Poland to Extend, Improve Its FFG-7 FrigatesAug 03, 2011 15:49 UTC by Defense Industry Daily staff
The FFG-7 Oliver Hazard Perry Class of frigates successfully achieved the goal of fielding a lower-cost warship to bulk up numbers during the Cold War, and proved their ability to take a punch when the USS Stark survived an Iraqi Exocet missile strike in 1987. The flip side of that success was very little internal room to spare, and a design whose systems have proven prohibitively costly and difficult to upgrade. The USA has been providing these frigates to allies at low to no cost, rather than spend the money required, and has removed the advanced weapons on remaining American ships of class.

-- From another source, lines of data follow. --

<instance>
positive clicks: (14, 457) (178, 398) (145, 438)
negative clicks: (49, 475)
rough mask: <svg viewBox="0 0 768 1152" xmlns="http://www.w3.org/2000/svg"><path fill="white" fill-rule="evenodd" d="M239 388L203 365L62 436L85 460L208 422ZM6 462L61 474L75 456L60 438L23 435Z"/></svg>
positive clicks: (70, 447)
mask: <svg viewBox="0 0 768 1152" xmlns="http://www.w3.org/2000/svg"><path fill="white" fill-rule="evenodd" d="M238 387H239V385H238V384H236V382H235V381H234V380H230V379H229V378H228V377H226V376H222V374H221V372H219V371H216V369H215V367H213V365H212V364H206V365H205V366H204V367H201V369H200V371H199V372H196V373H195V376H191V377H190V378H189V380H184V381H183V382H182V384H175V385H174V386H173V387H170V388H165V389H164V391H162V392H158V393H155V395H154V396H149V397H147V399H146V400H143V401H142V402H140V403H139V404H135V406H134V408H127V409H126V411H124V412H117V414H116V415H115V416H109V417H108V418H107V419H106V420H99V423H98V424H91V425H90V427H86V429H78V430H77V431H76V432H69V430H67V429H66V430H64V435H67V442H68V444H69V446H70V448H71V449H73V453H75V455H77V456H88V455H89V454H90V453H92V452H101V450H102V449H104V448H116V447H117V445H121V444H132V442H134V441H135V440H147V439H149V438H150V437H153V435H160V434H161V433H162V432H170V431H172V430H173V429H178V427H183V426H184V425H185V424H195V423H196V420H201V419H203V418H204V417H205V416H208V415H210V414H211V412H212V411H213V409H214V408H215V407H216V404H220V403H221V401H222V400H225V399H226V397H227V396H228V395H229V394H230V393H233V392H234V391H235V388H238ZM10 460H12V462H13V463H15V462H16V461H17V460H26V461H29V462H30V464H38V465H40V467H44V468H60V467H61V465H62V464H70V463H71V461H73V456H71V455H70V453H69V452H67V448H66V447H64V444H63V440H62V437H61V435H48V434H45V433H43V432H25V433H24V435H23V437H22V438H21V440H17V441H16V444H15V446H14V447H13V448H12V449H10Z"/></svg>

Poland was one of the recipients, and their 2 frigates retain the front pop-up launcher for SM-1 anti-air and RGM-84 Harpoon anti-ship missiles. These are the Marynarka Wojenna Rzeczypospolitej Polskiej’s largest combat ships. Their equipment standard is adequate in the narrow Baltic Sea, where they are supplemented by Fast Attack Craft hosting more advanced RBS-15 missiles, and by even more advanced NSM missiles mounted in coastal shore batteries. The ex-FFG-7s also serve well enough for wider deployments with allies. Poland is now looking for more service life extension work, as well as upgrades, but those upgrades will stop well short of Australia’s difficult and costly “Adelaide Class” refit…
Contracts & Key Events
July 26/11: The US Defense Security Cooperation Agency announces [PDF] Poland’s official request to buy follow-on technical support and a Service Life Extension Program for its 2 “short hull” FFG-7 Oliver Hazard Perry Class frigates. The USS Clark [FFG-11], commissioned in 1980, is now ORP Gen. K. Pulaski [FFG-272]. USS Wadsworth [FFG-9], commissioned in 1979, is now ORP Gen. T. Kosciuszko [FFG-273]. Poland will need spare and repair parts, support and test equipment, publications and technical documentation, system overhauls and upgrades, personnel training and training equipment, and other forms of US government and contractor support.
Polish upgrades will be focused on converting their 20mm MK15 Phalanx Close-In Weapon Systems (CIWS) from MK15 Block 0 to MK15 Block 1B, Baseline 2 configuration, which can handle fast boats, helicopters, and UAVs as well as missiles.
The proposed sale will involve “multiple contractors, as well as U.S. Atlantic Coast shipyards who will compete for planning and execution of the system overhaul and upgrade projects.” The Phalanx systems are a Raytheon product, however, which means that Raytheon will deliver the upgrade, even though they aren’t mentioned specifically. Implementation of this proposed sale will require only periodic travel to Poland on a temporary basis, as requested for program, technical, and management oversight and support.